# Accessing the Youtube API
This Notebook explores convenience functions for accessing the Youtube API.
Writen by Leon Yin and Megan Brown

In [6]:
import os
import sys
import json
import datetime
import pandas as pd

# this is to import youtube_api from the py directory
sys.path.append(os.path.abspath('../youtube-data-api')) 
import youtube_api as yt

from runtimestamp.runtimestamp import runtimestamp
runtimestamp()

Updated 2018-07-01 15:24:22.767867
By None
Using Python 3.6.5
On Windows-10-10.0.17134-SP0


In [8]:
key = os.environ.get('YT_API')

We can go from Username to `channel_id`. `channel_id` is required to get uploaded videos, user metadata, and relationships like subscriptions and featured channels.

In [7]:
yt.get_channel_id_from_user('munchies', key)
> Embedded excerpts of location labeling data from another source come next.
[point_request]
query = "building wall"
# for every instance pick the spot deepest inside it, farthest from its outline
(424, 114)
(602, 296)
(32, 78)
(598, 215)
'UCaLfMkkHhSA_LaCta0BzyhQ'

In [8]:
channel_id = 'UCaLfMkkHhSA_LaCta0BzyhQ'

We can collect channel-level metrics and metadata:

In [9]:
channel_meta = yt.get_channel_metadata(channel_id, key)
channel_meta

OrderedDict([('id', 'UCaLfMkkHhSA_LaCta0BzyhQ'),
             ('title', 'Munchies'),
             ('publish_date', datetime.datetime(2014, 3, 24, 21, 21, 29)),
             ('keywords',
              'food vice "how to" cooking recipe "fresh off the boat" munchies eating "epic mealtime" tutorial "cooking show"'),
             ('description',
              'MUNCHIES is a website and digital video channel from VICE dedicated to food and its global purpose. Launched in 2014, MUNCHIES offers groundbreaking content from a youth driven perspective. In today\'s modern world, the formerly tangible pleasures of music, film, and emerging media are just one click away. Food and the events that manifest around it are one of the everlasting experiences that cannot be replicated by arcs and zeroes. MUNCHIES chronicles the wide spectrum of the global culinary experience and the diverse voices that are pulling us forward: chefs and home cooks, makers and consumers, the politics and policies of food, "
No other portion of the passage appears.